14. Bölüm: Teklif

244 24 1
                                    


5 Ay sonra, jungkook'dan.

Ne dersin, sence beğenir mi hyung?”

“Jungkook.. bu soruyu en az 10. Soruşun ve ben her defasında sana aynı cevabı veriyorum. Beğenecek!”

“Ama ne yapayım hyung! Çok heyecanlıyım.. beğenmezse ya da hayal ettiği gibi olmazsa diye ödüm kopuyor!”

Endişe ile kemirdiğim alt dudağımı serbest bırakıp yoongi hyung'a baktığımda, bana güven vermek istermiş gibi gülümsemiş, oturduğu yerde kollarını dizlerine yaslayarak, “Bak jungkook,” demişti.

Jimin şımarık bir Vita değildir. Hiçbir zaman da öyle olmamıştır. Zeki, azimli, gözü kara ve enerjik kişiliği her zaman onu gözümde bir numara yapmıştır.. onun için önemli olan şey sürprizin ne kadar pahalı olduğu değil ya da ne bileyim sürprizi yaptığın yerin ne kadar süslü olduğu falan.. jimin zaten büyük bir gösterişin içinde büyüdü..

İstersen krallığın ortasında herkesin içinde yap sürprizini. Hiç fark etmez! Emin ol onun göreceği tek şey sen olursun. Seni seviyor ve ne olursa olsun, yaptığın sürprizi beğenecektir.”

“Haklısın hyung.. jimin ben ne yaparsam yapayım mutlu olacaktır..”

“Aynen öyle! Şimdi kalk da hazırlan. Madem kardeşime layık bir teklif olsun istiyorsun, çalışmaya başla.”

Yoongi hyung alayla gülümseyip ayağı kalktığında bende onun gibi gülmüş ve başımı sallayarak onaylamıştım onu.

“O halde ben gidiyorum. Eğer jimin sorarsa.. bir dakika! Jimin sorarsa ne diyeceğiz?”

“Jungkook ne bu telaş! Sakin olmazsan kafana bir tane indireceğim! Jimin sorarsa işin olduğunu söyleriz.”

“Ama yalan söylemek iste-”

“Yalan söylemiş olmuyoruz zaten jeon! İşin var mı? Var. Ee?”

“Doğru..”

“Cidden.. acaba yol yakınken kardeşimi sana vermesem mi? Baksana, panik anında sakin kalmayı bile beceremiyorsun..” yoongi hyung şaka yaptığını sonuna kadar belli eden sesiyle konuştuğunda, ben ona inat büyük bir ciddiyetle “Vermezsen kaçırırım!” demiştim.

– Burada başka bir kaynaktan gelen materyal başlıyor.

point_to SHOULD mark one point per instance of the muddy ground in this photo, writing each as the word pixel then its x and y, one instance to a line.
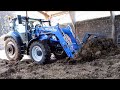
pixel 107 67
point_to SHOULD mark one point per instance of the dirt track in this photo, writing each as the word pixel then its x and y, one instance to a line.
pixel 104 68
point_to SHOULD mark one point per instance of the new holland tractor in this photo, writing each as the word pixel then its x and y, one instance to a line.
pixel 37 38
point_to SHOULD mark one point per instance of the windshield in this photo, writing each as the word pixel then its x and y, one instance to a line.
pixel 33 23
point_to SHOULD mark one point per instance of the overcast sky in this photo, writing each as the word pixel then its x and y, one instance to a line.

Tamam, biraz çocuklaşmış olabilirdim ama Tanrı aşkına! Beni vitam ile tehdit ediyordu!

Seni küçük velet! Ne demek kaçırırım?”

Kaçırırım işte! Jimin benim vitam, onu kimselere vermem.” diyerek kaşlarımı çattığımda yoongi hyung da kaşlarını çatmış bir şekilde konuşmak üzereydi ki içeriye giren jimin ile ikimizde düzelmiş, birbirimize gülümseyerek bakmaya başlamıştık.

“Ne yapıyor sunuz burada?”

“Hiç.. sadece konuşuyorduk meleğim.”

“Sadece konuşuyor sunuz, siz ikiniz?”

“Neden bu kadar şaşırıyorsun ki güzelim, jungkook ile oturup konuşamaz mıyız?”

Yoongi hyung araya girip Jimin'in tüm dikkatini üstüne çektiğinde istemsiz bir şekilde başımızda dikilen Jimin'in bileğinden tutmuş ve acıtmayacak bir şekilde kendime çekmiştim.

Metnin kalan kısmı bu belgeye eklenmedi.